The traditional way to have systemd stop starting a service is for it to have a 'Restart=' setting with no restart delay, and then to fail on startup. Sometimes it's failing on start because your machine is out of memory; sometimes it's because you've made an error in its configuration files. However, if you read the actual documentation for StartLimitIntervalSec and StartLimitBurst, they don't say they're limited to the 'Restart=' case. Here's what they say, emphasis mine:
Configure unit start rate limiting. Units which are started more than burst times within an interval time span are not permitted to start any more. [...]

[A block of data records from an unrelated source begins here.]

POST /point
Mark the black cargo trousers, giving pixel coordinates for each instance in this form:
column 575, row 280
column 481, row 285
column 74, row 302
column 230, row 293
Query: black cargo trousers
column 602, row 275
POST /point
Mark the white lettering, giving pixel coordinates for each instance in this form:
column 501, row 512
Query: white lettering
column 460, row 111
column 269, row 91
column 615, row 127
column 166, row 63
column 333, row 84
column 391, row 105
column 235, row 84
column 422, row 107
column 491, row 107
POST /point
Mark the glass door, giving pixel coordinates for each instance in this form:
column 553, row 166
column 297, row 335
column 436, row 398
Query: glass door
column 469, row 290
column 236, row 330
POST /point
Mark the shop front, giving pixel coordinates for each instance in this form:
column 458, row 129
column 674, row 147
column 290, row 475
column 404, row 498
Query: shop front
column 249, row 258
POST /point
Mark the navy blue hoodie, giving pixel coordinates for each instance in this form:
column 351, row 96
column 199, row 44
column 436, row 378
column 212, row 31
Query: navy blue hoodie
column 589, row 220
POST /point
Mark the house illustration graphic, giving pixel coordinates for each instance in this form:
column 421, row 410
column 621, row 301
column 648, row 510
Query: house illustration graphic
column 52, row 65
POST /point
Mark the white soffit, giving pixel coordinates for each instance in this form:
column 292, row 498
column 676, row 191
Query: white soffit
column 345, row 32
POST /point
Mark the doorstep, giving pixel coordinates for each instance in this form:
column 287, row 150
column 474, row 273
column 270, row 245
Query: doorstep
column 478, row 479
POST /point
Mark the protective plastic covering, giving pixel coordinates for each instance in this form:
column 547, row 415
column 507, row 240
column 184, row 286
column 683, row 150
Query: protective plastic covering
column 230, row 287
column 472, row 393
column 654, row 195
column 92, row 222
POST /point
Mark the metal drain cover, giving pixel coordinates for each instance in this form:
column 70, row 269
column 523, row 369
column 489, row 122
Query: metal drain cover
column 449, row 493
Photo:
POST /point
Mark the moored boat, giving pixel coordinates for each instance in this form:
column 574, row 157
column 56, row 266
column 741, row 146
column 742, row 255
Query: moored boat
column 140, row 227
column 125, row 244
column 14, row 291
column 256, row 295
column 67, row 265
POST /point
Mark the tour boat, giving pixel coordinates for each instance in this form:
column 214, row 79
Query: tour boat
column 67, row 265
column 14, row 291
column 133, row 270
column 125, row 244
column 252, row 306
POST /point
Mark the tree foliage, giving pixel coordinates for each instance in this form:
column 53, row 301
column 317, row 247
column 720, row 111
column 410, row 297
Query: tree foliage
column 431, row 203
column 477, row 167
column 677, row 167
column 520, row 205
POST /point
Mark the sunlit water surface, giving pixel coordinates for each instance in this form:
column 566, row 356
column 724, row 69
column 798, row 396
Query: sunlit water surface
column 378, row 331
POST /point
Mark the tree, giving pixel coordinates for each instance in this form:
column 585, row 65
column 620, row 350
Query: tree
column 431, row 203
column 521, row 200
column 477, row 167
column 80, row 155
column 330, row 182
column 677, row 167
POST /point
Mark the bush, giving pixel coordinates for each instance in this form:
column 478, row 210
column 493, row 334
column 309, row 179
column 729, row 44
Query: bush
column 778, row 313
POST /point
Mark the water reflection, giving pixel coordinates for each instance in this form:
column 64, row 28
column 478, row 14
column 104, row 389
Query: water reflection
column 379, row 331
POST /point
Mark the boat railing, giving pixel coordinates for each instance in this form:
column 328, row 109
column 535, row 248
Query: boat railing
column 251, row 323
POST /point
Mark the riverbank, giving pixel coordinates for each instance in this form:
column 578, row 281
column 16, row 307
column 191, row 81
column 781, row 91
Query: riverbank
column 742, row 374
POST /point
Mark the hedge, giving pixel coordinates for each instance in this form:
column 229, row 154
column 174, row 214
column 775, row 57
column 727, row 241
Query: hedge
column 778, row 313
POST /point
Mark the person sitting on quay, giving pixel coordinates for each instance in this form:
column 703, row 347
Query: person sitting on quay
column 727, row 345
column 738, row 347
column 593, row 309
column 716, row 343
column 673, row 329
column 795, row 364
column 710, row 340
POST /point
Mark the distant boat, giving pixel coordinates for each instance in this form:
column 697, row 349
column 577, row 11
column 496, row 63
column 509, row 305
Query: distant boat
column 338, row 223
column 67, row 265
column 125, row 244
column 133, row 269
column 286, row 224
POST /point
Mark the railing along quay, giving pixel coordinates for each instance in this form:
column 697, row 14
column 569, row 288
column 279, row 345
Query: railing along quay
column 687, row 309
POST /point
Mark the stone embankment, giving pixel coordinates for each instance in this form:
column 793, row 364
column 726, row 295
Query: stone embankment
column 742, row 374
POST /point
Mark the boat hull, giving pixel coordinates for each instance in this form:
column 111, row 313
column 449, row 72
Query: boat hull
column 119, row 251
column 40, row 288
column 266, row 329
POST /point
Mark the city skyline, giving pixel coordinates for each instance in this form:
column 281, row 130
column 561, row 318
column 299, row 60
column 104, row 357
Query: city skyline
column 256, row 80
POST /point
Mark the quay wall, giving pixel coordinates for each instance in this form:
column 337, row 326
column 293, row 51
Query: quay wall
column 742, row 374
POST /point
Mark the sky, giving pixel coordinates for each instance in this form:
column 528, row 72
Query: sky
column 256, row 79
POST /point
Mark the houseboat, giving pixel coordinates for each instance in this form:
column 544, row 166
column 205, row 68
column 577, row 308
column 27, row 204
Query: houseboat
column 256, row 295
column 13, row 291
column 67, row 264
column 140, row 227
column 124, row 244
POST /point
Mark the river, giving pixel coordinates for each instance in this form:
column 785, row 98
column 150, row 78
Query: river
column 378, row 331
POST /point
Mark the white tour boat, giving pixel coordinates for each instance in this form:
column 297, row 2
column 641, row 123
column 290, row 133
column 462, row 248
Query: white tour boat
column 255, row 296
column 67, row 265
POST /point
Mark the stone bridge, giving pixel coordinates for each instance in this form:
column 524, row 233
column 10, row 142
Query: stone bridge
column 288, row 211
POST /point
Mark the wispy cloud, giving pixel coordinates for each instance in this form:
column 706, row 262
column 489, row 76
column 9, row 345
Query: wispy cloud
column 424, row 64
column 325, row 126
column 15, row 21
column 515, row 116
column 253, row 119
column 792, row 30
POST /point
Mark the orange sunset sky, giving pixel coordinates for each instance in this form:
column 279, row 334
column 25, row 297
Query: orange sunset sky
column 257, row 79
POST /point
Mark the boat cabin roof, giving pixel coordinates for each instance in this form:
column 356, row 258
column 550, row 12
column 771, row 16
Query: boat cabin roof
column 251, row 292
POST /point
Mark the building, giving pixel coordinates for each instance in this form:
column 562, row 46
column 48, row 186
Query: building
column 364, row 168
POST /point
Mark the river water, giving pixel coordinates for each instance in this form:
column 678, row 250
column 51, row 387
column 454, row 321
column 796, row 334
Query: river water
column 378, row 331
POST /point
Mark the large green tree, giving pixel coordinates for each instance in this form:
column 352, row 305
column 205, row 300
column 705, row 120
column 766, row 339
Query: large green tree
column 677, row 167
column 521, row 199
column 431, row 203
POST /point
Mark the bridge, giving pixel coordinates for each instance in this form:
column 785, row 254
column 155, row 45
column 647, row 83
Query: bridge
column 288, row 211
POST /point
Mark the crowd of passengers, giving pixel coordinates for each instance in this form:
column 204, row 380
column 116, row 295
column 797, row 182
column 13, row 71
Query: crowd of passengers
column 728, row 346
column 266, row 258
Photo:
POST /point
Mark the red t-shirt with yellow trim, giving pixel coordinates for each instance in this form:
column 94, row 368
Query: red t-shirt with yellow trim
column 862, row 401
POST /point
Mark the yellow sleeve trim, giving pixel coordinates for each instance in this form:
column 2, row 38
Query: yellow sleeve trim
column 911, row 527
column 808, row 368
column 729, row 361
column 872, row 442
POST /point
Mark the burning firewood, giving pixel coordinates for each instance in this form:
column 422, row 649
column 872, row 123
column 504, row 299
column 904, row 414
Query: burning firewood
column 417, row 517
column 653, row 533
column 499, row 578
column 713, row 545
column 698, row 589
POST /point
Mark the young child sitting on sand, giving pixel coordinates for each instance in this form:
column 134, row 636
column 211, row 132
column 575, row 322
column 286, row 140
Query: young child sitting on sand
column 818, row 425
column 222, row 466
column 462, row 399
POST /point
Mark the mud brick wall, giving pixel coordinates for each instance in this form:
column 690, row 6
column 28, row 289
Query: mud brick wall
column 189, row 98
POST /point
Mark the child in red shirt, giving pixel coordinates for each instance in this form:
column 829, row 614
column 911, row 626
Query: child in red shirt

These configuration options are particularly useful in conjunction with the service setting
Restart=
(see systemd.service(5)); however, they apply to all kinds of starts (including manual), not just those triggered by the Restart= logic.
The way you clear this condition is also sort of mentioned in that
section of the manual page; 'systemctl reset-failed
' will reset
this counter and allow you to immediately (re)start the unit again.
If you want, you can restrict the resetting to just your particular
unit.
The default limits for this rate limiting are likely visible in the commented out default values in /etc/systemd/system.conf. The normal standard values are five restarts in ten seconds (cf) and it appears that neither Fedora nor Ubuntu change these defaults, so that's probably what you'll see.
You might wonder how you get yourself into this situation in the first place. Suppose that you have a script to add an entry to a DHCP configuration file, which as part of activating the entry has to restart the DHCP server (because it doesn't support on the fly configuration reloading). Now suppose you have a bunch of entries to add; you might write a script (or a for loop) to effectively bulk add them as fast as the commands can run. When you run that script, you'll be restarting the DHCP server repeatedly, as fast as possible, and it won't take too long before you trigger systemd's default limit (since all you need with the default limits is to go through the whole thing in less than two seconds per invocation).
If you're doing this in a script, the two solutions I see are to always make the script sleep for three seconds or so after a restart, or to run 'systemctl reset-failed <service>' either at the end of the script or before you start doing any 'systemctl restart's.
(I'm not sure which of these we'll adopt.)
|
|